Bid Protest Weekly Newsletter by Bryan R. King, Attorney, General Counsel PC
Date: Thursday, March 13, 2013, 11:59am EST
Nexant, Inc., B-407708; B-407708.2, January 30, 2013
There is the old adage that “there are no stupid questions.” While that statement may perhaps be true, in government contracts there are certainly bad questions. This was evident in the recent protest decision issued by the Government Accountability Office on January 30, 2013. In this protest, Nexant, Inc. challenged an award decision made by the United States Agency for International Development under a Request for Proposals issued April 12, 2012. The RFP sought to establish a private financing advisory network in Asia. Nexant made several allegations in its protest, which was ultimately sustained by GAO on three grounds: (1) the agency failed to conduct meaningful discussions, (2) the agency’s evaluation of technical proposals was unreasonable, and (3) the agency’s selection decision was unreasonable. It is the issue of the discussions held by the agency which presents evidence of bad questions in government contracting.
In this case, the RFP divided the requirements among five mandatory tasks and one optional task. After receiving offers, the agency established a competitive range, and engaged in discussions with the competitive range offerors, of which Nexant was included. The agency’s discussions with Nexant focused on the optional task from the RFP—Optional Task 6. GAO noted that the agency’s evaluators found the following weaknesses in Nexant’s proposal:
Nexant failed to understand that Optional Task 6 is designed to support focused country-level PFAN activities in any country, not just countries in South Asia. Thus, Nexant did not provide any creative ideas on leveraging sufficient resources and partnerships to engage South Asia as part of the overall program rather than relying entirely on Optional Task 6 resources….
Simply put, the agency found a weakness in Nexant’s proposal for two specific reasons: (1) Nexant did not understand that Optional Task 6 was not limited to South Asian countries, and (2) Nexant did not provide any creative ideas related to Optional Task 6. In an effort to address this weakness, the agency during discussions posed the following to Nexant: “Please clarify Nexant’s overall understanding [of] Optional Task 6.” This was a bad question.
When conducting discussions with an offeror, an agency is required to identify deficiencies and significant weaknesses in an offeror’s proposal. The purpose of discussions is to allow offerors to address these deficiencies and significant weaknesses to materially enhance its chance at receiving an award—not to mention provide a better product to the government. The agency has to frame its discussion questions in a way to allow the offeror to actually respond to the significant issues. The agency cannot mislead an offeror into providing answers immaterial to the deficiencies and weaknesses found in its proposal, which is exactly what the agency did in this case.

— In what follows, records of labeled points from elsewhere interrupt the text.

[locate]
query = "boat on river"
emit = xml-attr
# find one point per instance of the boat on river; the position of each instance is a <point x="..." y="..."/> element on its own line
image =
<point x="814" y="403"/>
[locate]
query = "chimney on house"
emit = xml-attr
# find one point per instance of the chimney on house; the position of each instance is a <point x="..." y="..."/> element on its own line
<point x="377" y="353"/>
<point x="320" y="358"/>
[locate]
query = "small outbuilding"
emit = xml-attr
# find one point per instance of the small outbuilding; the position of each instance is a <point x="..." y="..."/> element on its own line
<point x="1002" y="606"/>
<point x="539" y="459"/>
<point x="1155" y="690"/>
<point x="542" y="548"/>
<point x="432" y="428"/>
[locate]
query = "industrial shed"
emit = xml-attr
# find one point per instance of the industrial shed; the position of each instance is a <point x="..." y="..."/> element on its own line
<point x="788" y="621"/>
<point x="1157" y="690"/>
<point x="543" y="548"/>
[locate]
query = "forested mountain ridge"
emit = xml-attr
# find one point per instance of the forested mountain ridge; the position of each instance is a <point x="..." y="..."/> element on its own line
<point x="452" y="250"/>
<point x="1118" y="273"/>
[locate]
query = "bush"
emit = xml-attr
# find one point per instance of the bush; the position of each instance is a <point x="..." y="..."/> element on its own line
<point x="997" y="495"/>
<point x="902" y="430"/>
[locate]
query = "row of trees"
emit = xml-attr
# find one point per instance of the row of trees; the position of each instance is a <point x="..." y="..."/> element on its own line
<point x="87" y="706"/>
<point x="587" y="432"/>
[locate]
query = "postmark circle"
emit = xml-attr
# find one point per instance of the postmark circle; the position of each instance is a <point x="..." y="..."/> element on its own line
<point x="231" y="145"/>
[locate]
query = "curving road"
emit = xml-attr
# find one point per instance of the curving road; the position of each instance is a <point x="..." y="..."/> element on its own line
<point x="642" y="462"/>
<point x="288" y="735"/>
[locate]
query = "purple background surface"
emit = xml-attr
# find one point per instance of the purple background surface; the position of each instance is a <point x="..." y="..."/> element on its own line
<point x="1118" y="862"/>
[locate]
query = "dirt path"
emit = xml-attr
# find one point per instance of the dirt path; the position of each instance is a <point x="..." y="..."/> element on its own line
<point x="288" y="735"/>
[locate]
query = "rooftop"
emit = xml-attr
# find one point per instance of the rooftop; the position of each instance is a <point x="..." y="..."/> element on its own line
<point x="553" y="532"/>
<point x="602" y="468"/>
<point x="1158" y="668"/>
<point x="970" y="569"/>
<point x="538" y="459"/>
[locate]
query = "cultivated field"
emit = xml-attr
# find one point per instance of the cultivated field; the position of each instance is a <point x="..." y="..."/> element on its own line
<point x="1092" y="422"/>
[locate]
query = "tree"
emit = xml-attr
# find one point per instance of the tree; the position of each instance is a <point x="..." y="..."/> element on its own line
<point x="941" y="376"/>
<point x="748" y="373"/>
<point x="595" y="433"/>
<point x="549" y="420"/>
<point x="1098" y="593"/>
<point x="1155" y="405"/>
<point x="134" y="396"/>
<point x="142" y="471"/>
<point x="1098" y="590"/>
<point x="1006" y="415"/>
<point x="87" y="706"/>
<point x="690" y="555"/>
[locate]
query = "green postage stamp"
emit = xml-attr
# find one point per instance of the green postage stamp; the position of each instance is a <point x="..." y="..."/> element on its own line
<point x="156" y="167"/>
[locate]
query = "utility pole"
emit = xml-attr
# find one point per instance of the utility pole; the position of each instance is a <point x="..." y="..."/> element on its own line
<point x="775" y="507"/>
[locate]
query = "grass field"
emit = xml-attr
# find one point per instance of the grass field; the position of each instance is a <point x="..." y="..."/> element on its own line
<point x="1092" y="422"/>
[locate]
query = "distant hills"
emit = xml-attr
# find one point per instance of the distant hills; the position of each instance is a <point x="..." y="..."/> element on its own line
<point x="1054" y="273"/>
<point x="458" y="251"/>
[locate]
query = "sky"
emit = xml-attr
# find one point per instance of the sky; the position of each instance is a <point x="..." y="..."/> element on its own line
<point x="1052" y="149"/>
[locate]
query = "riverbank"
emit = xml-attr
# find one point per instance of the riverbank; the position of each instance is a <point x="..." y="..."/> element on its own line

Nexant’s response to the agency’s question merely expanded on its response to Optional Task 6 contained in its proposal. Because the agency’s question did not actually address the perceived weaknesses, Nexant’s answers did not address them either. Not surprisingly, the agency found that the Optional Task 6 weakness remained in Nexant’s proposal, and considered the perceived weakness in the source selection decision. Nexant argued, and GAO ultimately agreed, that the agency’s discussion question was misleading because it failed to give Nexant an opportunity to address the agency’s actual issues with its proposal. GAO found that Nexant was prejudiced by the agency’s misleading discussions, and sustained the protest.
Where there is a disconnect between questions asked by an agency during discussions and deficiencies and/or weaknesses found in an offeror’s proposal, an offeror has valid grounds to protest. The protester has a good chance of success if it can demonstrate, as in the Nexant case, that the agency’s discussions were misleading, and prevented a proper response to the agency’s concerns with its proposal.